Figure 1. Multimodality imaging of aortic valve region. A) Scheme of key areas of the aortic root assessment for prosthetic valve selection at their different anatomic levels: a) ascending aorta, b) aortic root, and c) subvalvular structures. B) Diagnostic workflow for TAVI/SAVR candidates with table below illustrating each modality’s advantages/disadvantages. C) Flow chart of study design.
Methods
STUDY POPULATION
Fifty-two patients (25 male; mean age 81 years) with severe aortic stenosis underwent cardiac catheterisation with RCT prior to planned TAVI/SAVR procedure. Patients were allocated to either the supravalvular or the subvalvular contrast injection protocol by random order (Figure 1C). As part of the diagnostic screening, cardiac CT was performed with an interval of at least two days to the cardiac catheterisation to prevent high-volume contrast exposure. The study was approved by the local ethics committee (Study No. 4080, international registration NCT01805739), and all patients gave written informed consent.

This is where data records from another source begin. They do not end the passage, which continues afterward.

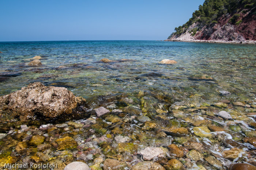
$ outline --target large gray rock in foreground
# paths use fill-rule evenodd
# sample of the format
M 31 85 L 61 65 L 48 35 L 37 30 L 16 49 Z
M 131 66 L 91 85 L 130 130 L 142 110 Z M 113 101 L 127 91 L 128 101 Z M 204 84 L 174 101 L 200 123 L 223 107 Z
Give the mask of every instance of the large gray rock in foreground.
M 0 97 L 0 120 L 55 118 L 72 113 L 85 102 L 65 88 L 34 83 Z
M 64 170 L 89 170 L 90 168 L 85 163 L 81 162 L 73 162 L 68 164 Z

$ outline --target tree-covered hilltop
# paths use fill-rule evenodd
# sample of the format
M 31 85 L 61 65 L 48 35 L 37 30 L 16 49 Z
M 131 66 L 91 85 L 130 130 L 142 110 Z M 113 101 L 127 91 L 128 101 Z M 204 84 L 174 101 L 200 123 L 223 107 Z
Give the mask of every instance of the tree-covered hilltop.
M 193 13 L 188 21 L 182 26 L 175 28 L 175 32 L 168 39 L 173 35 L 181 35 L 193 23 L 197 23 L 200 26 L 190 31 L 190 33 L 193 33 L 192 36 L 193 36 L 200 27 L 218 23 L 220 18 L 226 14 L 232 16 L 229 22 L 231 24 L 239 25 L 242 20 L 238 20 L 240 15 L 236 13 L 248 11 L 250 11 L 249 15 L 256 15 L 256 0 L 206 0 L 203 5 L 200 5 L 199 10 Z

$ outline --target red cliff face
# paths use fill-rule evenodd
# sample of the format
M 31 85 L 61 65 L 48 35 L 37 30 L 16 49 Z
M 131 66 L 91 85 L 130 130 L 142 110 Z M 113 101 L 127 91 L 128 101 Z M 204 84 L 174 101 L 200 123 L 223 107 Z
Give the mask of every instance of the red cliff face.
M 221 42 L 255 43 L 256 41 L 256 12 L 240 12 L 226 14 L 219 18 L 218 23 L 207 26 L 195 23 L 180 36 L 174 35 L 167 41 L 208 41 Z M 230 19 L 234 15 L 240 15 L 233 23 Z M 238 22 L 240 21 L 240 22 Z M 197 28 L 194 36 L 189 33 L 193 29 Z M 254 41 L 254 42 L 253 42 Z

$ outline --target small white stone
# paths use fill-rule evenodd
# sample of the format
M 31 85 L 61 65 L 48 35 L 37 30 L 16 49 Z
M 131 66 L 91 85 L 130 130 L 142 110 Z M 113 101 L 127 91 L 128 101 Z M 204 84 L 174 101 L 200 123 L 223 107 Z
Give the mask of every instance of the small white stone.
M 100 116 L 105 114 L 108 113 L 110 112 L 110 111 L 108 109 L 106 109 L 103 107 L 101 107 L 97 109 L 94 109 L 97 114 L 97 116 L 99 117 Z
M 227 112 L 225 111 L 222 111 L 220 112 L 219 112 L 218 114 L 219 116 L 220 116 L 222 118 L 224 118 L 225 119 L 232 119 L 232 117 L 230 116 L 230 114 L 228 113 Z
M 128 142 L 131 140 L 132 139 L 128 136 L 123 136 L 122 135 L 118 135 L 115 137 L 115 140 L 117 143 Z
M 81 162 L 73 162 L 66 166 L 64 170 L 89 170 L 87 164 Z

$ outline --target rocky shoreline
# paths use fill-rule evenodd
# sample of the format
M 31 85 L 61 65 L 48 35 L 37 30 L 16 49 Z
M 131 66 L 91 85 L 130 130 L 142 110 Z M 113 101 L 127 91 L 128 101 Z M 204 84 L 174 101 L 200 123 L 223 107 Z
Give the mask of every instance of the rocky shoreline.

C-ARM CT ACQUISITION PROTOCOL
RCT was performed following coronary angiography (Allura FD20, 30 cm flat panel detector; XperCT option; Philips Healthcare, Andover, MA, USA). The parameters for the RCT were as follows: C-arm propeller rotation of 210° within 5.2 s and 60 frames/s. Number of projections 312 with 120 kV and automatic tube current modulation of 50-325 mA. The standard product image reconstruction settings were used (matrix size 256×256×198) with an isotropic resolution of 0.98 mm³. Contrast medium (Accupaque 350; Bracco Imaging, Konstanz, Germany) diluted 1:1 with saline to a total volume of 0.8 ml per kg patient’s weight (50-80 ml) was administered with a flow rate of 14 ml/s (pressure 800 psi, rise time 0.5 s). RVP was performed by a balloon-tipped pacing catheter located in the right ventricle. The acquisition sequence was: 1) RVP at 200 bpm with simultaneous injection of the contrast medium, and 2) C-arm rotation with a delay of 1 s after contrast injection (Moving Image 2). The injection site was either supravalvular into the aortic root (Ao-RCT) or subvalvular into the left ventricular cavity (LV-RCT) via a pigtail catheter. RCT was conducted during inspiratory breath hold with patients’ arms positioned upwards.
MDCT PROTOCOL
All examinations were performed on a 128-row multidetector CT scanner (SOMATOM Definition AS+; Siemens Healthcare, Forchheim, Germany) in supine position (arms up) during inspiratory breath hold. After initial scout images, a timing bolus scan at the level of the aortic root was performed with 20 ml of iodinated contrast agent (Imeron 400™; Bracco Imaging) at a rate of 4 ml/s followed by a 20 ml saline flush. Cardiac CTA was obtained using a bolus of contrast with a volume of 60-75 ml power-injected at 4 ml/s followed by a 40 ml saline flush. A retrospective ECG-gated volume data set was acquired using gated tube current modulation (MinDose “Auto”; Siemens Medical Solutions, Forchheim, Germany). Volume data set was acquired with 128 mm×0.6 mm collimation, a gantry rotation time of 300 ms, a pitch of 0.2, tube voltage of 80-120 kV (attenuation-based tube potential modulation - CARE KV; Siemens), and a reference tube current time product of 150 mAs/rotation (scout-based automatic reference tube current selection - CARE Dose4D™; Siemens). Axial images were reconstructed with a slice thickness of 0.6 mm at a reconstruction increment of 0.5 mm in the best diastolic phase.
IMAGE ANALYSIS
All data sets were post-processed for offline analysis with vendor-independent 3D PACS imaging analysis software (OsiriX MD version 4.0; Pixmeo, Geneva, Switzerland). Two independent, blinded observers, experienced in analysis of cardiac cross-sectional imaging, performed aortic root measurements in MDCT and LV-RCT or Ao-RCT data, using orthogonal multiplanar reformatting (MPR). Each image was graded for overall clarity: 1=non-diagnostic, 2=reduced quality, 3=fair quality, 4=excellent quality. All MDCT studies were analysed at least one week after RCT. The annulus was measured in diastole. All RCT studies were acquired during RVP and aortic root measurements were performed during an uncertain cardiac phase but typically with minimally opened valve.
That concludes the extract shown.